If golden leaves, fewer insects and crowds, and a crispness in the air sounds like a pleasant time to you, continue ahead for a run-down of must-pack fall camping gear (and for the basics, don’t miss our general overview of camping equipment).

Overnight essentials

Additional light sources

An unfortunate fact of autumn: sunlight decreases. “I always bring extra lighting with me in the fall since the amount of daylight is getting shorter,” Sattin says. Her fix is a lantern that’s capable of casting light a further distance. “This lantern is easy to cook with if I’m making dinner after the sun has gone down but it also dims so I can have light—but not too much light—while hanging out in my tent.”

Black Diamond Apollo Lantern

Temperature-rated sleeping bags

Most sleeping bags come with a temperature rating, which indicates how low the temperature can get while keeping the camper comfortable. “Warmth is critical as we head into shoulder-season camping because temps can be warm in the day but drop significantly at night,” Kelty brand director Nels Larson says. “Check the temperature rating on your sleeping bag—is it rated for 20-degrees or below? And what’s the insulation on it? I love down because it’s the best insulation available as it’s lighter, warmer, more compressible, and temperature-regulating.” The brand’s Cosmic Down Sleeping Bag is affordably priced and one of the best-selling down bags on the market; as a result, it’s often sold out. For another option, try The North Face’s Eco Trail Down 20.

The North Face Eco Trail Down 20

Insulated sleeping pad

A warm sleeping environment doesn't stop at a temperature-rated bag—you need a pad, too. “We often forget that a sleeping pad is also important to keeping us warm at night,” Larson says. “Having that extra layer between you and the ground can make a huge difference in your body temp as you snooze. Make sure your sleeping pad is insulated and don’t leave home without one.”

Kelty Galactic Sleeping Pad

Sleeping bag liner

If you’re particularly worried about evening temperatures or simply run cold, another way to warm up your body is with a sleeping bag liner, which typically come in either a mummy shape to slide into your sleeping bag, or a rectangular shape that can be used on its own or inside. “This liner from Sea to Summit can add up to 25 degrees to my sleeping bag,” Sattin says. “So, if the temperatures get colder than what my sleeping bag is rated for, I will still be nice and toasty.”

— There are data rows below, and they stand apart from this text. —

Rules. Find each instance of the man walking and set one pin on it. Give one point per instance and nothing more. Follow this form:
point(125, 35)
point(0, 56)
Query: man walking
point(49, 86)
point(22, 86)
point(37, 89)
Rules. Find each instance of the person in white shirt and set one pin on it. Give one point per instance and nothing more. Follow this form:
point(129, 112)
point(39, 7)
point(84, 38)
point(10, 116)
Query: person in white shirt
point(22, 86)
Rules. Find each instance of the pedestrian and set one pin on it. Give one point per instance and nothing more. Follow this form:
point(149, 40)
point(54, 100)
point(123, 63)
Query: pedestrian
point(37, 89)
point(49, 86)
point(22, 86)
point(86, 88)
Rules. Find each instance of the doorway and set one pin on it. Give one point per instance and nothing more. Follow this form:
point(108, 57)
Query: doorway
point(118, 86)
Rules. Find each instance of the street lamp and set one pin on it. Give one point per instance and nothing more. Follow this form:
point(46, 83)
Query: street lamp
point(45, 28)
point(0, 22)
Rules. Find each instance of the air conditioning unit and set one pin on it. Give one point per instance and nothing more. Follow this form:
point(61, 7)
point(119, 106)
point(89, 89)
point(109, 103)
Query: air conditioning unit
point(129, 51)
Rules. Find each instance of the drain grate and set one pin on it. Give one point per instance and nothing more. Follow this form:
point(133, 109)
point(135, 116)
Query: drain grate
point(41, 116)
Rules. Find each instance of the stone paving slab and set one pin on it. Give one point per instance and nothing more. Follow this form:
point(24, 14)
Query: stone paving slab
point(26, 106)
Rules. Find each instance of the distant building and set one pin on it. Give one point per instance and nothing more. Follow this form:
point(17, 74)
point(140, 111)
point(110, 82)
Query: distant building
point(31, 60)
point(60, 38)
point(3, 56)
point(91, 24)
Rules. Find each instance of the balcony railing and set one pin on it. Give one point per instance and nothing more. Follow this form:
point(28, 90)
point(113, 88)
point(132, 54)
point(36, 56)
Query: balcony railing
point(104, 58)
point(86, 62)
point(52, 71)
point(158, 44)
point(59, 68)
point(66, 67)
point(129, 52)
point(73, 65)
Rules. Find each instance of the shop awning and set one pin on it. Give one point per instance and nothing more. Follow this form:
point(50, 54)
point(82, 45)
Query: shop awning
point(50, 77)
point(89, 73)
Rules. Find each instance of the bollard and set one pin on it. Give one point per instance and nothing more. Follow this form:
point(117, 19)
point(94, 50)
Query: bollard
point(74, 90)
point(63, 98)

Sea to Summit Thermolite Reactor Extreme Sleeping Bag Liner

Lots of layers

Base, mid, and outer layers

You’re no doubt acquainted with the art of layering but, as a refresher, there are a few key pieces needed for fall camping gear, especially if you’re headed to places like the Northeast or Pacific Northwest. “I bring a wool top as my base layer, Hikerkind’s Midlayer_01 as my insulation layer, and a puffer as my outer layer,” Hikerkind co-founder Allison Levy says. Her co-founder Chelsea Rizzo notes that they designed their fleece purposefully for fall camping. “There’s a kangaroo pocket for your phone and the hem has a bungee that traps all the warm air close to the body,” Rizzo says.

Hikerkind Midlayer_01

Smart fabrics

A mantra in the outdoor community is that “cotton is rotten” as it’s extremely absorptive, making it difficult for water to evaporate; and when temperatures drop, the excess water will lower your body temperature, too. The easy workaround is to incorporate better-suited fabrics, such as Polartec, into your uniform. “Polartec Alpha is one of our most versatile technologies," Polartec's product marketing manager Karen Beattie says. "The patented design uses lofted fibers connected to a solid mesh core, allowing it to breathe when you’re on the move and insulate when static. It's perfect for those day hikes when the weather is a little cooler and is a cozy companion at night."

Strafe Alpha Shirt Jacket

Campfire companions

Easy-to-pack blankets

Is there anything more satisfying than cozying up beside a campfire at the end of a fall day? Evidently not, because numerous outdoor brands offer ponchos and blankets targeted at just that. “With high-elevation temperatures dropping in the morning and evening, a staple addition to my pack will be the Honcho Poncho," Therm-a-rest product line manager Jeff Moberg says. “It sets apart a good camping trip from a great camping trip and is packed with eraLoft synthetic insulation. It’s an evening campfire necessity.” Both Sattin and Larson also reach for their respective fireside layers at the end of the day—REI Co-op’s Camp Wrap and Kelty’s Galactic Down Blanket.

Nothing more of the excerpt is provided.